Alimta at the time, by the way, was also available on a compassionate drug use program through the company that makes the drug, Lilly Oncology. So if the oncologist that he was being treated with was willing to do that paperwork, that was available.

Then the third option was an option that offered some form of surgical procedure to him. I discussed with him pleurectomy, which is one operation that I don't do, I don't favor, but other experts with mesothelioma believe is a good operation, where all you do is you remove the lining. You don't remove the whole lung. You just remove all that lining around that has the disease.

And then the option I favored was an option, since he had early disease, he appeared to have good physiological reserve that would allow him to tolerate this aggressive treatment, I told him that, if you want to treat this aggressively, he could receive pre-op chemotherapy, followed by surgery, followed by hemithorax radiation, and I explained to him what the rationale behind those three modalities were."

 Dr. Vallieres on Bob Treggett's Surgery and Complications

"Not during the procedure itself, but if I recall, about day two or three after the surgery, he had atrial fibrillation, which is unfortunately too common of a problem that we see after the surgery.

What this is is a rhythm issue with their heart. The right -- the atrial portion of their heart starts racing on them.
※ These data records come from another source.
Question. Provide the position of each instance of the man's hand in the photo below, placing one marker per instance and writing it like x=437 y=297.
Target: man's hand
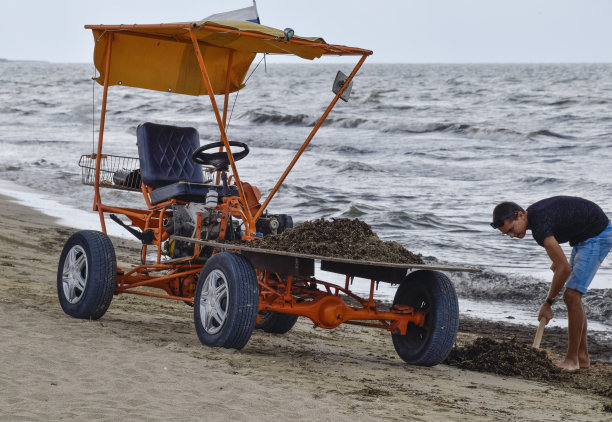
x=545 y=312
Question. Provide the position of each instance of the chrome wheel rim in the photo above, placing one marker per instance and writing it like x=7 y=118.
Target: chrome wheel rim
x=74 y=274
x=214 y=302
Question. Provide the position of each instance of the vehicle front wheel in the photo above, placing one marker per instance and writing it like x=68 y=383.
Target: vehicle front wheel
x=226 y=301
x=433 y=293
x=87 y=275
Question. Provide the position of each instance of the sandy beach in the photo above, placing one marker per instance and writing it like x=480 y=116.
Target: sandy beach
x=143 y=360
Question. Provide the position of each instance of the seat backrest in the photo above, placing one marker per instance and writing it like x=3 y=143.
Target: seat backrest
x=165 y=154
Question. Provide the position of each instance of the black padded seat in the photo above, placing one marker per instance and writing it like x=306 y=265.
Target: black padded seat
x=166 y=165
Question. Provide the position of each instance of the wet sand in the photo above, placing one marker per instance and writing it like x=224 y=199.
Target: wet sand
x=143 y=360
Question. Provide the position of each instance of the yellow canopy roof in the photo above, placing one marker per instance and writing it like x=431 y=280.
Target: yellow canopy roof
x=162 y=57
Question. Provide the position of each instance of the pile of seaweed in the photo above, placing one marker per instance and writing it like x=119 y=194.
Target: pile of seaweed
x=339 y=238
x=507 y=357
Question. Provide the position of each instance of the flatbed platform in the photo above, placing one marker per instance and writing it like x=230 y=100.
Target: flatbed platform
x=291 y=263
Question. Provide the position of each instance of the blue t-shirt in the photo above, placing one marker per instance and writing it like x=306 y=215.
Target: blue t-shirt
x=568 y=218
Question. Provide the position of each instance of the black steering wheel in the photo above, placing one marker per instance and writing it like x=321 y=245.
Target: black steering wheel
x=218 y=159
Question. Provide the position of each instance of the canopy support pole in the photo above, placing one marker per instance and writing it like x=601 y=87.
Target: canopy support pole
x=250 y=226
x=230 y=60
x=97 y=198
x=309 y=138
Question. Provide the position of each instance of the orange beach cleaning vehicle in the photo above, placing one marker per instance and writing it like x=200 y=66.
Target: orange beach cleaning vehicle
x=194 y=200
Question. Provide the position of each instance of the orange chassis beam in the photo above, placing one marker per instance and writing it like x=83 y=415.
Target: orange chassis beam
x=327 y=309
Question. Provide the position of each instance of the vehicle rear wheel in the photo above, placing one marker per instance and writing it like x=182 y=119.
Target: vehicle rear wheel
x=226 y=301
x=433 y=293
x=87 y=275
x=275 y=322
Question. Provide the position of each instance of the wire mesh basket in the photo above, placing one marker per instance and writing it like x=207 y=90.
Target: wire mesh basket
x=116 y=172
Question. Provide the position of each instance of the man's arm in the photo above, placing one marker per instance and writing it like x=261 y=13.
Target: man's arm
x=561 y=269
x=560 y=266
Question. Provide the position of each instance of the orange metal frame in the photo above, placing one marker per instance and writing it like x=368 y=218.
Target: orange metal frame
x=288 y=294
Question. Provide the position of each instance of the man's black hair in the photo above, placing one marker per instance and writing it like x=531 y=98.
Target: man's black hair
x=505 y=211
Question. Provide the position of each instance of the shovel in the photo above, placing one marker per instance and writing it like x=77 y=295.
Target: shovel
x=538 y=339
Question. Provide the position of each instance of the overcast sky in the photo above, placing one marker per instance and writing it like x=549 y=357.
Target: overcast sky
x=408 y=31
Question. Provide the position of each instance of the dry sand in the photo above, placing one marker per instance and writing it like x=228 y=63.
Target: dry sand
x=143 y=360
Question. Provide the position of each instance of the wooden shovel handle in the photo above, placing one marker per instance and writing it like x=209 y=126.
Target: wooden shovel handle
x=538 y=339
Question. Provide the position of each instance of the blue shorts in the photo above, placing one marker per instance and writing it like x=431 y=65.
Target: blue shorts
x=586 y=258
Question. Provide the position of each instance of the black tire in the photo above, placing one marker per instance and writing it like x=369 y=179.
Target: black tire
x=226 y=301
x=87 y=275
x=432 y=292
x=275 y=322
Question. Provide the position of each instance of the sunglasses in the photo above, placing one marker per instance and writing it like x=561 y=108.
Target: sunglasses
x=501 y=221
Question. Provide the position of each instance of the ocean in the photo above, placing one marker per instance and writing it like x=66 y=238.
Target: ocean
x=421 y=152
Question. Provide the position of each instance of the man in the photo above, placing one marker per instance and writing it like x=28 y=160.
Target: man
x=553 y=221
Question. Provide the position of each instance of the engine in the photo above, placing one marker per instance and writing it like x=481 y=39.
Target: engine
x=183 y=222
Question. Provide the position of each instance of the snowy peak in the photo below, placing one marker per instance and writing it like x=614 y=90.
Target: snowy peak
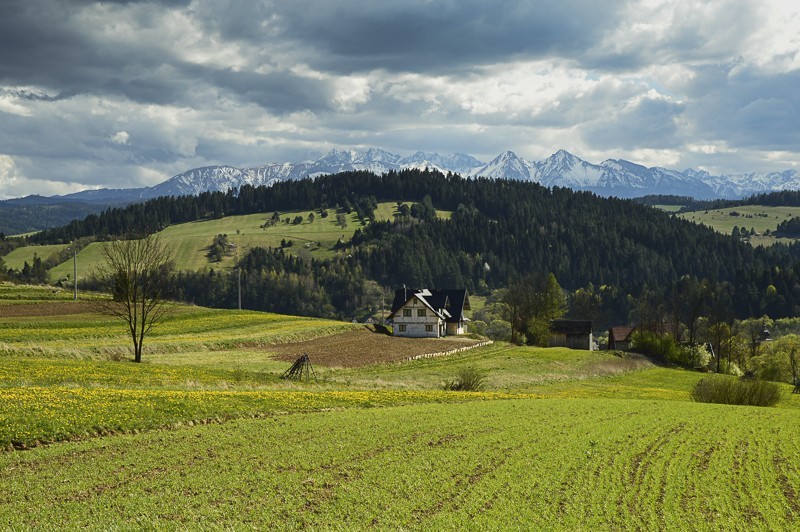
x=505 y=166
x=566 y=170
x=459 y=163
x=615 y=177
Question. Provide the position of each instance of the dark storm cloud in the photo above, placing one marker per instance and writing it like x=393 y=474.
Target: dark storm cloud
x=648 y=123
x=746 y=108
x=420 y=36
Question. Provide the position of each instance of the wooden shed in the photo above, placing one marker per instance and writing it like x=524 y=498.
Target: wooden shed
x=575 y=334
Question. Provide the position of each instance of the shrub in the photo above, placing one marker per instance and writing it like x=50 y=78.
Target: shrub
x=469 y=379
x=732 y=391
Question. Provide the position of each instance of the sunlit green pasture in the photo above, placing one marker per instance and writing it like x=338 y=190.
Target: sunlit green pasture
x=204 y=434
x=190 y=242
x=539 y=464
x=668 y=208
x=758 y=217
x=187 y=329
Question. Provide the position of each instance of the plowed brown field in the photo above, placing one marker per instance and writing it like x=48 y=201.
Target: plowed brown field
x=364 y=347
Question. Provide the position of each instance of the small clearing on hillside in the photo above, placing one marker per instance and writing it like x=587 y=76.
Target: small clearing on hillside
x=51 y=308
x=363 y=347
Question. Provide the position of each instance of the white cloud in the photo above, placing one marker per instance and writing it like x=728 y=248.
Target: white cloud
x=8 y=174
x=120 y=137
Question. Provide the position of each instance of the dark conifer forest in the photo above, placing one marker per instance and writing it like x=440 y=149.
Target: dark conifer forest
x=499 y=231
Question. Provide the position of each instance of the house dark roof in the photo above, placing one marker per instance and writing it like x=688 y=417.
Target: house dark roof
x=454 y=301
x=571 y=326
x=620 y=333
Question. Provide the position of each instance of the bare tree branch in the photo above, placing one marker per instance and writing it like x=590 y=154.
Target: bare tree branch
x=139 y=272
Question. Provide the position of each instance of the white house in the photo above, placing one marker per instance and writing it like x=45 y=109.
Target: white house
x=425 y=313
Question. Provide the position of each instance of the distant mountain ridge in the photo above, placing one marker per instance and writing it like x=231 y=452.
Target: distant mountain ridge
x=612 y=177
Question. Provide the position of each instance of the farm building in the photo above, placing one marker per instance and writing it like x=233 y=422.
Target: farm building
x=619 y=337
x=575 y=334
x=426 y=313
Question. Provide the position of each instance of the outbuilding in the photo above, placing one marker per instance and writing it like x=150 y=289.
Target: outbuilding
x=574 y=334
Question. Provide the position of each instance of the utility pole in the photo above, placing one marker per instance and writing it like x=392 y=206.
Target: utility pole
x=239 y=270
x=75 y=272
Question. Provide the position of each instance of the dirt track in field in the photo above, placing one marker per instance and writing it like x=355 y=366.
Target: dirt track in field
x=54 y=308
x=364 y=347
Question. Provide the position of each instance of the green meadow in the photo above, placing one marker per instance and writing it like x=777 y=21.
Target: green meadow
x=758 y=217
x=205 y=434
x=191 y=241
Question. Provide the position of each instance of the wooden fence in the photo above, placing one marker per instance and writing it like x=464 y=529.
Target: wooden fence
x=451 y=351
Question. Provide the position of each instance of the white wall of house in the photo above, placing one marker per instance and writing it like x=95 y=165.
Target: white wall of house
x=456 y=328
x=415 y=319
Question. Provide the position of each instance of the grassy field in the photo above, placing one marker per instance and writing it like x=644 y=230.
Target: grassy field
x=758 y=217
x=190 y=241
x=205 y=434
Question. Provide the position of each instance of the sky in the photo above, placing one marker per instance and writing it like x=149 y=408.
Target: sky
x=129 y=93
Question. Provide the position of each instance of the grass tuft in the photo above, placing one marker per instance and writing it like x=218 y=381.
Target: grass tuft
x=732 y=391
x=468 y=379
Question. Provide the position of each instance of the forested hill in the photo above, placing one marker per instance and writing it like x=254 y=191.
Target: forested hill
x=499 y=230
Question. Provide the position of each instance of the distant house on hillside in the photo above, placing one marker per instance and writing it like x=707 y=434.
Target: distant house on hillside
x=575 y=334
x=619 y=337
x=432 y=314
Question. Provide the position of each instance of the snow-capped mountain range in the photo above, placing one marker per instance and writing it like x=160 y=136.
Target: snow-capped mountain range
x=610 y=178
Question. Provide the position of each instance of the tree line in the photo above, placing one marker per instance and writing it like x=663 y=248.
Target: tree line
x=614 y=249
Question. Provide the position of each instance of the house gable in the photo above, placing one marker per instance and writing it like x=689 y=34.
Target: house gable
x=446 y=305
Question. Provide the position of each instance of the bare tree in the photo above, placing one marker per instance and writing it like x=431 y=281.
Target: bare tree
x=139 y=272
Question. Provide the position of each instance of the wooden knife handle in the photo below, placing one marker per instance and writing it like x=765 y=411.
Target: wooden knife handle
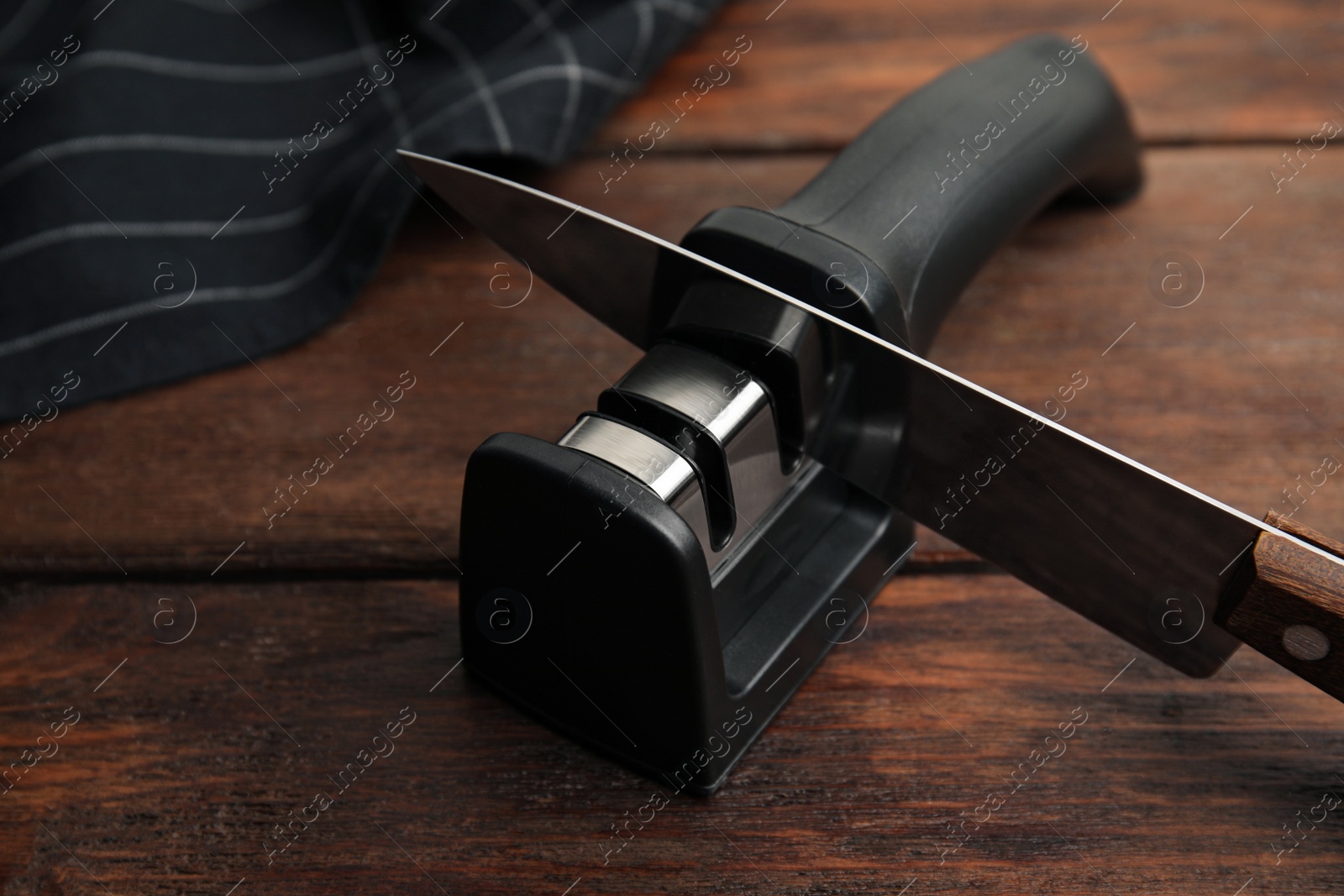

He also developed a left-sided pleural effusion early after surgery, within the first week, that we had to have the radiologist dry out a few times under ultrasound guidance, and this fluid kept coming back. There was no evidence of cancer causing this. I wasn't sure why it was happening, but eventually what I did is I put in a small catheter in his left side so that he could drain himself out at home, and so we didn't have to keep him in the hospital just to manage that fluid issue."

"... about day three, he just had a very bad day, and I recall it because he looked so good the first couple of days, and then day three, he took a hit pain-wise, and then -- I wasn't surprised because it's kind of the common way these patients behave after surgery, but he looked so good for the first few days, and day three I recall he just didn't look as good."